Am I suitable for the ExAblate® treatment?
Locations of treatable tumors include the ribs, sternum, extremities, pelvis, shoulders, and posterior aspects of the lower lumbar spine, sacrum, and coccyx.
Tumors must be visible on MRI.
Tumors must be accessible to the focused ultrasound beam; for example, tumors blocked by extensive scarring or bowel cannot be treated.
The targeted bone must be at least 1 cm from the skin surface.
Benefits of MRgFUS to treat pain from bone metastasis
The pivotal study for this device was conducted under an investigational device exemption and the results are published in the Journal of the National Cancer Institute. This was a global study conducted at 17 centers located in the US, Canada, Israel, Rome, and Russia. The study design included randomization into a treatment arm and a placebo arm in a 3:1 ratio.

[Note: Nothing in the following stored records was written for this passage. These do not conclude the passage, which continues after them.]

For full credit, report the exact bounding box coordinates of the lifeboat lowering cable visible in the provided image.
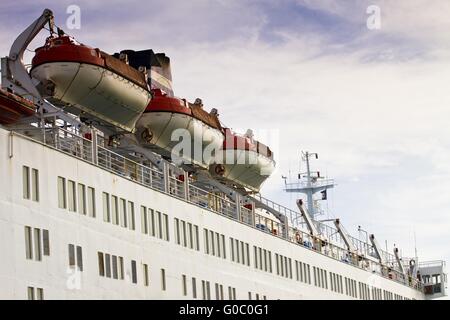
[30,34,151,132]
[0,89,36,125]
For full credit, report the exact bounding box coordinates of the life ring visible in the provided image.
[141,128,153,143]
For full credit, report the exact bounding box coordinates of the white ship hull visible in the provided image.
[0,128,424,299]
[31,62,151,132]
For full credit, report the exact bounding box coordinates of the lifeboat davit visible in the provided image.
[209,128,275,192]
[136,89,224,169]
[30,35,151,132]
[0,89,36,124]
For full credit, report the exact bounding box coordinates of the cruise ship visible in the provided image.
[0,9,447,300]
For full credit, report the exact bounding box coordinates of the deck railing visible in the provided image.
[11,127,423,291]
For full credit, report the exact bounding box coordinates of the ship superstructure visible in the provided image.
[0,10,446,300]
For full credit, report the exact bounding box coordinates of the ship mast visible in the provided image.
[285,151,335,220]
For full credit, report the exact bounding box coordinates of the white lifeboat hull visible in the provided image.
[31,62,151,132]
[210,149,275,192]
[136,112,224,169]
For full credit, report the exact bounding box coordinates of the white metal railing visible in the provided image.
[13,127,422,290]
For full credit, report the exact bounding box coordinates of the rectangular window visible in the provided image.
[25,226,33,260]
[245,243,250,267]
[141,206,148,234]
[77,246,83,271]
[206,281,211,300]
[187,222,194,249]
[215,283,220,300]
[128,201,136,230]
[173,218,180,244]
[111,195,119,225]
[22,166,30,199]
[97,252,105,277]
[156,211,163,239]
[142,263,150,287]
[118,257,124,280]
[216,232,222,258]
[181,274,187,296]
[103,192,111,222]
[230,238,234,262]
[34,228,42,261]
[148,208,156,237]
[221,235,227,259]
[31,169,39,202]
[111,256,118,279]
[69,244,76,267]
[27,287,34,300]
[36,288,44,300]
[131,260,137,283]
[161,269,166,291]
[192,278,197,299]
[202,280,206,300]
[88,187,96,218]
[203,229,209,254]
[119,198,128,228]
[58,177,67,209]
[194,225,200,251]
[78,183,87,215]
[105,253,111,278]
[141,206,148,234]
[67,180,77,212]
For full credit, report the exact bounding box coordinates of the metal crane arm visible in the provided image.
[3,9,53,102]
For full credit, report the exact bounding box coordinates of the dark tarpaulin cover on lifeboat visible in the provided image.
[114,49,174,97]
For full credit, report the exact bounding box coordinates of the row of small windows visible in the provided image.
[29,170,410,300]
[345,277,358,298]
[27,287,44,300]
[295,260,311,284]
[97,251,124,280]
[372,287,383,300]
[25,226,50,261]
[275,253,292,279]
[141,206,170,241]
[102,192,136,230]
[22,166,39,202]
[203,229,227,259]
[181,274,236,300]
[58,177,96,218]
[359,282,370,300]
[69,244,83,271]
[248,291,267,300]
[174,218,200,251]
[230,237,250,266]
[253,246,272,273]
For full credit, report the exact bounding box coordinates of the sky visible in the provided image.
[0,0,450,296]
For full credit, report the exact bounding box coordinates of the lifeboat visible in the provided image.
[30,35,151,132]
[209,128,275,192]
[135,89,224,169]
[0,89,36,124]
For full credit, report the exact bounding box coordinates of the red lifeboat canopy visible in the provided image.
[222,128,273,159]
[31,36,104,68]
[145,89,192,115]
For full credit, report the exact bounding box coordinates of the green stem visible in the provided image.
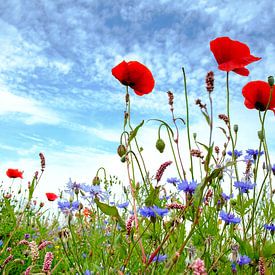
[226,72,239,188]
[182,67,194,180]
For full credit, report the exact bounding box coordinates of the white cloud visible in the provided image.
[0,85,60,124]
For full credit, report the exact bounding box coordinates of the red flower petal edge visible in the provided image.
[210,37,261,76]
[6,168,23,179]
[46,193,58,201]
[112,61,155,96]
[242,80,275,114]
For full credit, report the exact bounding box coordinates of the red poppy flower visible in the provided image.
[112,61,155,96]
[6,169,23,179]
[46,193,58,201]
[242,80,275,114]
[210,37,261,76]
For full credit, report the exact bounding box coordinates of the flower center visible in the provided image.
[255,101,266,111]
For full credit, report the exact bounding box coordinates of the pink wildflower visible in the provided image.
[155,161,172,182]
[191,258,207,275]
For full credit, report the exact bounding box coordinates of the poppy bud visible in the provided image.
[156,138,165,153]
[258,131,264,141]
[120,155,126,163]
[117,144,126,157]
[268,75,274,87]
[93,176,100,185]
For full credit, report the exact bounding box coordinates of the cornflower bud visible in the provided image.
[43,252,53,274]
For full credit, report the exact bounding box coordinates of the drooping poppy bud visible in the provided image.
[156,138,165,153]
[242,80,275,113]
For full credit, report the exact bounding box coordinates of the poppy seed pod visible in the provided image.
[117,144,126,157]
[156,138,165,153]
[268,75,274,87]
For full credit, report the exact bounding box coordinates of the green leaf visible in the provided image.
[201,111,211,126]
[95,199,125,229]
[145,185,160,206]
[128,120,144,143]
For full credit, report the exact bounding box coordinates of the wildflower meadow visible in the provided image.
[0,37,275,275]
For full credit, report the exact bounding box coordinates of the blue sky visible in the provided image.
[0,0,275,197]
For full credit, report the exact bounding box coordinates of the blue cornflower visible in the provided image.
[117,201,129,208]
[57,201,79,215]
[152,255,167,262]
[178,180,198,195]
[222,193,233,201]
[227,149,243,159]
[167,178,180,185]
[264,223,275,232]
[237,255,251,266]
[139,205,169,218]
[231,263,237,273]
[234,181,256,193]
[220,210,241,224]
[64,178,82,195]
[245,149,264,160]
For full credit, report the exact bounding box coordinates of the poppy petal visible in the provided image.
[112,60,129,85]
[210,37,261,76]
[233,68,249,76]
[112,61,155,96]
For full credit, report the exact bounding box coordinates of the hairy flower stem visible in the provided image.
[166,127,183,180]
[182,67,194,180]
[124,86,146,263]
[96,167,107,181]
[250,86,274,248]
[166,179,210,274]
[68,220,83,274]
[122,222,151,270]
[226,72,239,187]
[171,109,186,180]
[208,93,216,148]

A total of 147 subjects completed the study. The post treatment follow up was through 3 months. The primary endpoint was clinically significant pain relief with stable or reduced pain medication usage; secondary endpoints were related to improved quality of life. After 3 months of follow-up, 65% of patients experienced substantial pain relief at the site of ExAblate® treatment. Pain relief was observed within 3-7 days after the procedure and coincided with improvement in quality of life. The procedure is non-invasive (i.e., no surgical scars) and is generally performed on an out-patient basis.
ExAblate® MRgFUS is not suitable for all patients. Patients who have any of the following should inform their doctor so that he or she can make good treatment choices with you.
If you cannot safely undergo MR imaging, you may not be a good candidate for the procedure. For example, any metallic implants must be non-magnetic to prevent injury to the patient from the MR's strong magnetic field.
If your physician has told you that you have a bone that is fragile and may break or needs surgery to be stabilized, or has already been stabilized with surgical implants, you may not be a good candidate. The cancer itself as well as cancer treatments may cause the bone to weaken and fracture.
If you have extensive skin scarring in the areas that would be treated, you may not be a good candidate for the procedure.
Please discuss all of these conditions with your physician so your doctor can properly evaluate your suitability for the ExAblate® therapy.
The most common potential risks associated with the ExAblate® procedure is pain and discomfort (mild, moderate and severe) related to the delivery of the ultrasound energy to the bone; this dissipates shortly after the sonication (approximately less than 1 minute) and can be managed with judicious use of anesthetic, analgesic and sedative medications administered by your physician. Occasionally, patients may experience post-procedure pain which usually resolves within a few days.
If a nerve was located close to the designated area for ablation or close to a bone in the far beam path, you may feel pain during sonications, or numbness, or pain immediately after the treatment or during the following few days. If you experience pain in a nearby area during the sonication, you should tell your physician so he or she can check for the presence of nearby nerves in the beam path.
Longer term risks include bone fractures, which may occur at any time as a result of the bone metastases weakening the bone, prior radiation therapy, or the ExAblate® procedure.